Candidates for artificial pacing ideally have no to minimal underlying structural heart disease. Patients that have severe heart disease, intracardiac tumors or other life-limiting medical conditions are not generally considered good candidates for pacing, as their long-term prognosis may be poor. The veterinary cardiologist is the best person to evaluate a patient for potential pacemaker implantation. Patients should have complete bloodwork, urinalysis, thoracic and abdominal radiographs (x-rays), echocardiography, 6-lead EKG, and blood pressure evaluation at a minimum. Tick serology and abdominal ultrasound may also be recommended.
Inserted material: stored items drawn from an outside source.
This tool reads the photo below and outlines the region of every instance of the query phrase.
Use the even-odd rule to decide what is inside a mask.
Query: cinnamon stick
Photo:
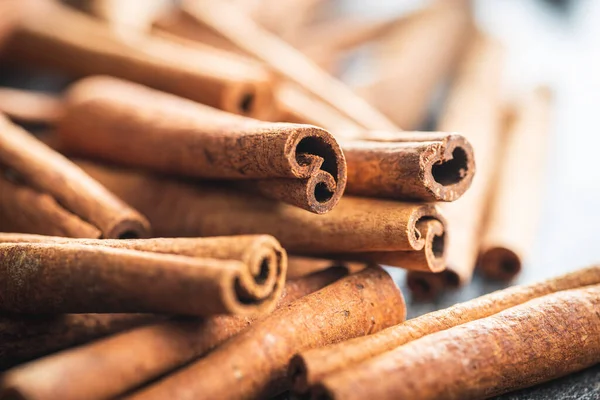
[[[292,256],[288,258],[287,278],[299,279],[334,267],[345,268],[352,274],[365,269],[367,265],[360,262]]]
[[[481,241],[479,266],[490,278],[514,278],[533,245],[550,113],[550,92],[540,87],[522,100],[508,128]]]
[[[350,275],[281,308],[203,359],[130,399],[266,398],[288,386],[294,351],[376,332],[402,321],[405,306],[379,267]],[[198,379],[198,377],[202,379]]]
[[[365,360],[426,335],[489,317],[551,293],[596,284],[600,284],[600,266],[581,269],[539,283],[496,291],[410,319],[370,336],[302,352],[294,356],[290,363],[294,389],[304,392],[327,376],[334,376],[345,368],[350,370]]]
[[[123,36],[102,21],[53,0],[24,1],[6,43],[11,59],[73,75],[107,74],[257,118],[273,114],[268,73],[199,43]],[[75,33],[76,32],[76,33]]]
[[[447,269],[440,274],[409,274],[407,282],[415,296],[435,296],[436,291],[466,284],[473,275],[501,129],[503,54],[498,42],[478,32],[450,89],[438,130],[464,135],[473,146],[477,174],[464,196],[442,205],[449,227]]]
[[[344,274],[343,268],[332,268],[288,282],[278,308]],[[112,398],[198,358],[254,321],[253,317],[216,316],[142,326],[12,369],[0,378],[0,393],[16,391],[30,400]]]
[[[105,238],[149,234],[137,211],[1,114],[0,175],[0,230]]]
[[[454,201],[475,174],[473,149],[460,135],[373,132],[340,142],[348,165],[347,191],[400,200]]]
[[[10,242],[0,244],[0,309],[28,314],[261,314],[275,307],[287,267],[285,252],[268,236],[107,245],[39,237],[14,243],[11,235],[0,240]]]
[[[334,259],[343,254],[348,260],[356,255],[361,261],[360,253],[368,252],[369,261],[377,262],[377,257],[386,257],[390,252],[433,249],[434,237],[424,235],[417,224],[428,220],[445,223],[432,204],[345,196],[331,212],[314,215],[233,188],[191,185],[132,171],[80,165],[142,210],[161,236],[262,233],[276,237],[292,254],[335,255]],[[437,242],[443,244],[443,240]],[[443,259],[444,249],[436,250],[436,258]]]
[[[182,9],[198,24],[227,38],[247,54],[267,64],[285,79],[337,109],[366,129],[398,128],[344,84],[320,69],[251,18],[226,2],[183,1]]]
[[[342,151],[322,129],[260,122],[106,77],[69,91],[58,134],[77,154],[192,177],[253,179],[246,187],[318,214],[336,205],[346,181]]]
[[[93,15],[125,35],[148,31],[156,16],[171,8],[169,0],[87,0],[86,3]]]
[[[552,293],[326,377],[313,398],[477,399],[559,378],[600,362],[599,308],[600,285]]]
[[[53,125],[60,118],[62,102],[46,93],[1,87],[0,112],[16,121]]]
Most dogs are able to be paced via a procedure known as transvenous pacemaker implantation. In this procedure, the generator (battery) is placed under the muscle in the side of the neck, and the lead extends through a jugular vein all the way into the right side of the heart. The tip is situated in the right ventricular apex, where it contacts the inside of the heart muscle. The generator delivers pulses of electricity down the lead that stimulates the heart muscle to contract. Pacemakers may be programmed many different ways, and we typically set them up to be able to pace the heart over a range of heart rates depending on the patient’s activity.
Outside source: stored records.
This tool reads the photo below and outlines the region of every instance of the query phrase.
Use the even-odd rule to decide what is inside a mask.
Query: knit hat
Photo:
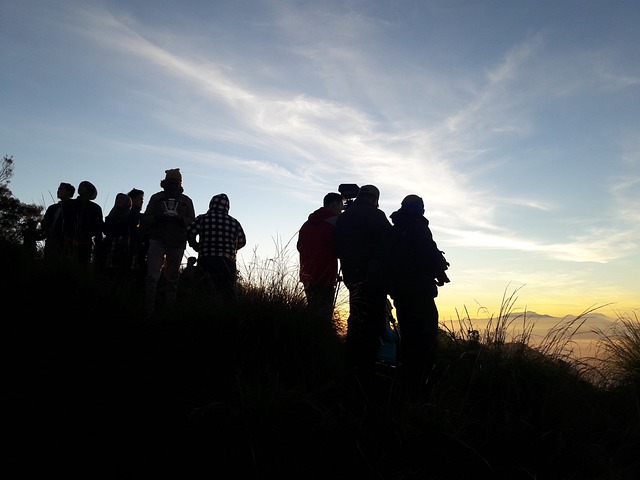
[[[380,190],[378,190],[378,188],[374,185],[361,186],[358,195],[360,195],[361,193],[373,195],[374,197],[376,197],[376,199],[380,198]]]
[[[424,202],[418,195],[407,195],[402,200],[400,210],[404,212],[424,214]]]
[[[165,170],[164,173],[166,174],[164,177],[165,181],[177,180],[180,185],[182,185],[182,174],[180,173],[179,168],[170,168],[169,170]]]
Radiograph of a Miniature Schnauzer following implantation of a transvenous pacemaker for SSS. The generator is located in a pocket in the superficial musculature in the neck, and the lead travels through the right jugular vein into the apex of the right ventricle of the heart.
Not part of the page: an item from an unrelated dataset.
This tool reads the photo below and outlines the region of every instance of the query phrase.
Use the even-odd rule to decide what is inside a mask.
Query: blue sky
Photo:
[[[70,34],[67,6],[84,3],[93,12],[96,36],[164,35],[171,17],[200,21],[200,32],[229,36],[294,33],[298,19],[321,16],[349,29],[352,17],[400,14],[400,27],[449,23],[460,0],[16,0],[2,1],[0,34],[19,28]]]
Cats are unable to be paced using the same approach that we use in most dogs. Typically, the generator must be placed within the abdomen, and the lead is actually surgically attached to the apex (epicardial placement on the surface) of the heart from the outside through an incision in the diaphragm. The veterinary surgeon typically places these pacemakers often with the assistance of the veterinary cardiologist.
The prognosis for patients that are successfully paced is generally good. Many patients live for years with implanted pacemakers. Periodic follow-up examinations are recommended. The pacemakers are able to be interrogated with the temporary placement of an external magnet and a computer. Patients do not need to have sedation or anesthesia for interrogation, and information regarding the battery life is obtained. We are also able to adjust the pacemaker as needed. Interrogation is recommended at least every six months.